Notice: This post related to the above in name only |
After some conversations last fall with seminary faculty and administrators, combined with a coincidental adjunct teaching position opening up at a nearby college, I arranged my final semester at EMU to consist of just one class, with the rest of my hours taken up by a teaching practicum. So for one semester only, I will be Assistant Professor of Sociology at Bridgewater College in nearby Bridgewater, Virginia, teaching "Intro to Conflict Transformation" to college undergrad students.
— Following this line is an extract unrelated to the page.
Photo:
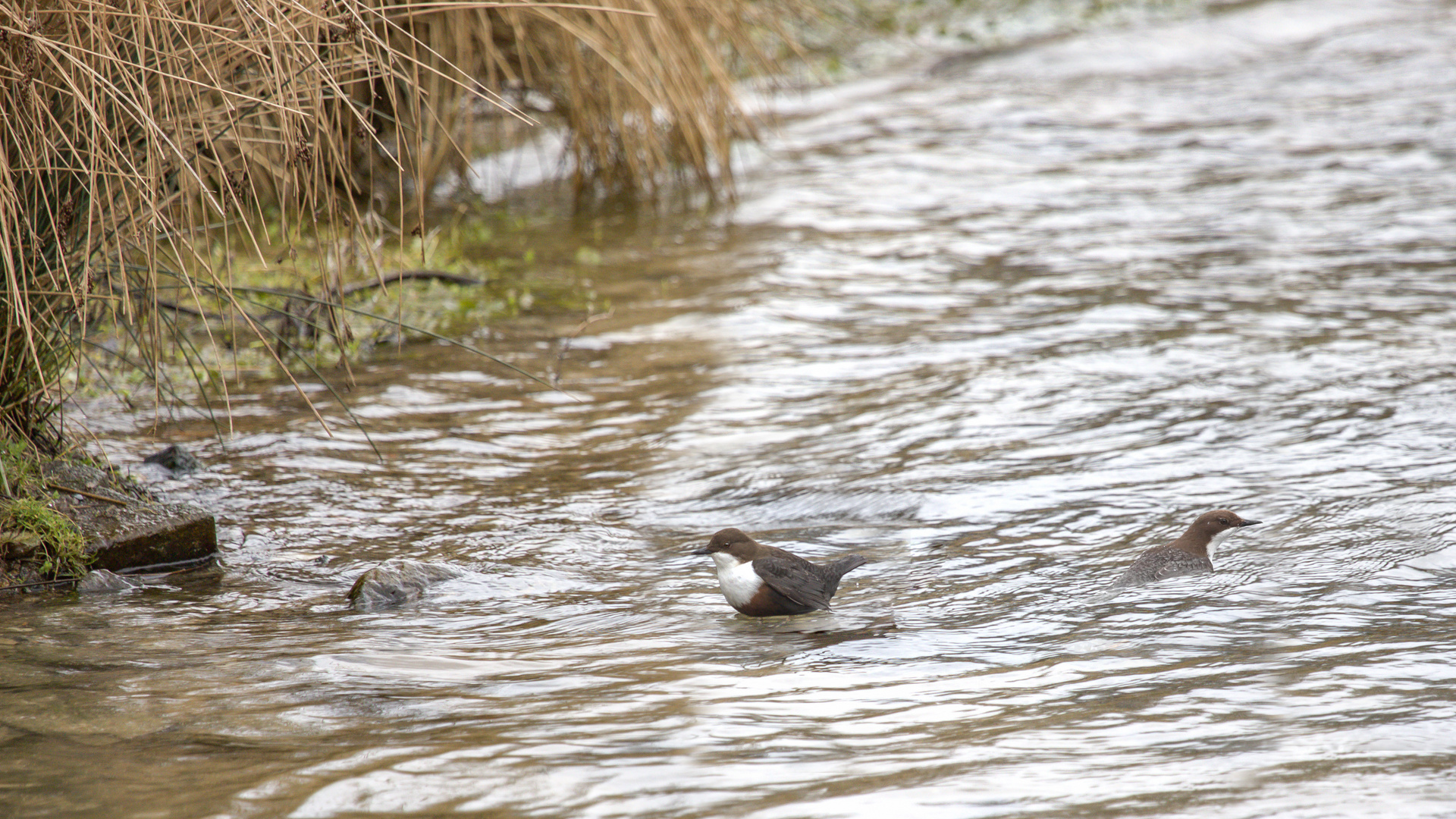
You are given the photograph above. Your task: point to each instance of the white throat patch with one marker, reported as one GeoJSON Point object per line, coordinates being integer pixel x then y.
{"type": "Point", "coordinates": [739, 580]}
{"type": "Point", "coordinates": [1218, 539]}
My class doesn't start for another two weeks, so I'm in the process of finalizing the curriculum and syllabus. As it relates to my practicum, though, I'm approaching it with the following goals:
- Discern the call to educational ministry by the practice of teaching
- Explore pedagogical approaches engaging various learning styles with mixed delivery/media
- Reflect critically on secularity in Christian institutions of higher education, explore alternatives
- Smith, David A. and James K.A. Smith. Teaching and Christian Practices: Reshaping Faith and Learning. Grand Rapids, Mi.: Eerdmans, 2011.
- Smith, James K.A. Desiring the Kingdom: Worship, Worldview, and Cultural Formation. Vol. 1, Cultural Liturgies. Grand Rapids, Mi.: Baker Academic, 2009.
- Fish, Stanley Eugene. The Trouble with Principle. 1st Harvard University Press pbk. ed. Cambridge, Mass.: Harvard University Press, 2001.
- MacIntyre, Alasdair. After Virtue: A Study in Moral Theory. 2nd ed. Notre Dame, In.: University of Notre Dame Press, 1984.
I'm already about half-way through the first book on teaching, and it's been very helpful on a number of levels. First of all, it summarizes MacIntyrian virtue theory in an amazingly simple, efficient manner. Next, it's a book full of great case studies, with chapters submitted by college professors who actually tried to reimagine how they teach in light of virtue theory and Christian practices, and then wrote about their findings. I already have ideas for my teaching gig. Great stuff.
In the coming months I'll likely be talking more about these things - teaching, secularity, and virtue theory - since the list above will inform much of what I'm chewing in, intellectually, until I graduate.